「営業は足で稼ぐもの」。そう言われた時代が、確かにありました。
しかし私は、20年以上にわたってITを使い続けてきた営業マンとして、こう考えています。営業にこそ、デジタルの力が活きる、と。
デジタルは、営業の敵ではない
インターネットやスマートフォンの普及で、お客様は自分で情報を集められるようになりました。営業がわざわざ訪問しなくても、必要な情報は手に入ります。これを「営業の出番が減った」と捉える人もいます。実際、営業の役割が「情報の仕入先」から「課題解決」へと変わってきたのは、この情報環境の変化が大きな背景にあります。
しかし、見方を変えれば、デジタルは営業を強くする道具でもあります。情報収集も、顧客管理も、提案資料の作成も、かつては膨大な時間がかかっていました。それらをデジタルで効率化できれば、本来最も大切な「お客様と向き合う時間」を増やせるのです。
デジタルで「準備の質」が変わる
商談の前に、お客様の業界動向や経営状況を調べる。上場企業であれば、公開されている資料から課題を読み解く。こうした事前準備は、かつては足を運んで資料を集める必要がありました。
今は、検索ひとつで多くの情報にたどり着けます。準備にかける時間が短くなった分、その情報をどう読み解き、どう提案に結びつけるかに集中できます。デジタルは、準備の「量」だけでなく「質」も引き上げてくれるのです。
デジタルで「プロセスを管理する」
私がデジタルの力を強く実感したのは、営業未経験者を含む混成チームで、短期間の必達目標に挑んだときのことです。未経験メンバーと挑んだこの営業現場では、いかに営業管理を簡素化し、確実に目標件数を達成するかが大きな課題でした。
このとき利用したのが、創業間もなかった株式会社セールスフォース・ドットコム(現:株式会社セールスフォース・ジャパン)のSFA(営業支援システム)でした。営業管理をできるだけ簡素化したい、そして確実に目標件数を達成するためにプロセスを管理したい――そう考えて導入を決めたのです。
当時、SFAという仕組み自体がまだ世の中でメジャーではなく、それを使うこと自体が一つの挑戦でした。それでも、有償のトレーニングを受けてみて「これは使える」と確信しました。誰がどの案件のどの段階にいるのか、次に何をすべきなのかが一目でわかる。経験の浅いメンバーでも、やるべきことが明確になり、迷わず動けるようになりました。

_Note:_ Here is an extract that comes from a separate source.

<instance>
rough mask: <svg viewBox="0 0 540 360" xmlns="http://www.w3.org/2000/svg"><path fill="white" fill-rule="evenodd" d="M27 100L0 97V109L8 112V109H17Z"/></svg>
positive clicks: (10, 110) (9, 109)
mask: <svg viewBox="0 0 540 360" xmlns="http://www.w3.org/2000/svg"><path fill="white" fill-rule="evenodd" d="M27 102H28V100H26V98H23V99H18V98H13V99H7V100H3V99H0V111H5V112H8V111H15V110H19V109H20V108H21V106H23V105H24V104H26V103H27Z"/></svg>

結果や勘に頼るのではなく、成約までのプロセスを数字で管理する。デジタルは、その「見える化」を可能にし、チーム全体を必達目標へと導く土台になってくれたのです。
それでも、最後は「人」
ここで誤解してはいけないのは、デジタルがすべてを解決するわけではない、ということです。
どれだけツールが進化しても、お客様の困りごとに耳を傾け、信頼を積み重ねるのは「人」の仕事です。商品やサービスで差がつきにくい時代には、最後は「人」で選ばれるかどうかが決め手になります。デジタルは、その人の仕事をより効果的にするための道具にすぎません。道具に振り回されるのではなく、道具を使いこなす。その意識が、これからの営業には欠かせません。
おわりに
デジタルを敬遠する営業と、味方につける営業。同じ商品を扱っていても、その差は年々大きくなっていきます。
20年以上ITを使い続けてきた私が確信しているのは、デジタルは営業の価値を奪うのではなく、磨くものだということです。デジタルで効率化し、生まれた時間をお客様に向ける。それが、これからの営業のあるべき姿だと考えています。